Quinn, Stewarts and Signature demand costs from Mishcon clients in RBS litigation saga

The ongoing saga that is the £4bn shareholder group action against the Royal Bank of Scotland (RBS) continues to prove controversial, as it has emerged that litigation powerhouses Quinn Emanuel Urquhart & Sullivan, Stewarts Law and Signature Litigation are seeking millions worth of costs incurred from the claimants of Mishcon de Reya.

Essentially the argument centres over whether Mishcon’s clients should continue to have a free ride, and keeping benefiting from other claimants’ lawyers’ work, despite having left the shareholder group in October last year.

The RBS action is brought against the bank’s former chief executive Fred Goodwin and three other directors, and relates to a rights issue in April 2008, in which RBS sold its shares at £2 per share. The claimants allege that the prospectus on which the rights issue was based was ‘defective’ and contained material misstatements and omissions.

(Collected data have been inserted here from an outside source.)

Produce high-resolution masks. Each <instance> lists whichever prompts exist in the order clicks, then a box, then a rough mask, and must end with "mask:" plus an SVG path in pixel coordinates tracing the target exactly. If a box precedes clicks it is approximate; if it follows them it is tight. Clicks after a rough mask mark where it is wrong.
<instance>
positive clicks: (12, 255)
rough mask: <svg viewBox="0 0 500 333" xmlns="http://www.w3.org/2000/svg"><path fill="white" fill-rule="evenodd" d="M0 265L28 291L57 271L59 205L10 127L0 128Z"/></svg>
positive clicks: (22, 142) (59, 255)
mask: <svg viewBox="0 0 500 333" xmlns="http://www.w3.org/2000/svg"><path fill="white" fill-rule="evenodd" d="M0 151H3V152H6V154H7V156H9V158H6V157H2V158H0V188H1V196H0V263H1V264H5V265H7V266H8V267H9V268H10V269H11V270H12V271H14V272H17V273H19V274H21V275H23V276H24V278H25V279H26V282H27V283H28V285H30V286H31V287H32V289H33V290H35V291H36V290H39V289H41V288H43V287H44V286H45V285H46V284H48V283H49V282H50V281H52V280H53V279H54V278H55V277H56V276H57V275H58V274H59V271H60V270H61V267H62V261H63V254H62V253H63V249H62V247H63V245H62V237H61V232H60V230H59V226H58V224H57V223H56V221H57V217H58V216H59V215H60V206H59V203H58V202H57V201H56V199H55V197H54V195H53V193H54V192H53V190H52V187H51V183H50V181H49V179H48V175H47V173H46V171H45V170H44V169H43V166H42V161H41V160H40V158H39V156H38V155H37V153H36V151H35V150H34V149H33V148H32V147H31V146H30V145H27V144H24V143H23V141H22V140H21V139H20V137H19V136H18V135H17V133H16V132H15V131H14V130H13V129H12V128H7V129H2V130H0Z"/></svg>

At a recent case management conference (CMC) in mid-June before Justice Robert Hildyard, an application was made by the three lead claimant groups, represented by Quinn, Stewarts and Signature, demanding that Mishcon’s clients – which include nine pension investment subsidiaries connected to Lloyds Banking Group and are listed as follower claimants – to pay their share of the costs incurred by the lead groups in taking the litigation forward on behalf of all claimants.

The follower claimants (whose damages are worth £420m of the £4bn total) are the same group that instructed Mishcon in place of Signature. The costs estimate, says one City litigator, is said to ‘run into the millions’ and dates from the time Mishcon came on the record last year and leading up to the trial in March 2017.

Separately, Mishcon disputes partner Richard Leedham, who took the instruction to lead the institutional clients from Signature last year, has filed a costs estimate totalling £700,000 for legal work on the case so far.

At the CMC in June, the judge expressed surprise that there was an issue in this respect and said he assumed the matter would be resolved quickly without the need for the application to be heard by him this month where it has been scheduled for a half-day hearing.

Evidence has been swapped by parties over the last few weeks and Justice Hildyard has considered using a judicial assistant to help him with the trial and the mass of expert evidence in particular. A decision on the costs debacle between advisers is expected to be handed down in July.

No additional costs budgets were filed or raised at the CMC however it is understood that RBS’s adviser firm, Herbert Smith Freehills, is likely to exceed its previous cost estimate of £92m.

The RBS Shareholder Action group is the largest of three currently in dispute with RBS. Herbert Smith Freehills continues to defend RBS, with a team lead by partners Adam Johnson, Simon Clarke, Kirsten Massey and James Norris-Jones.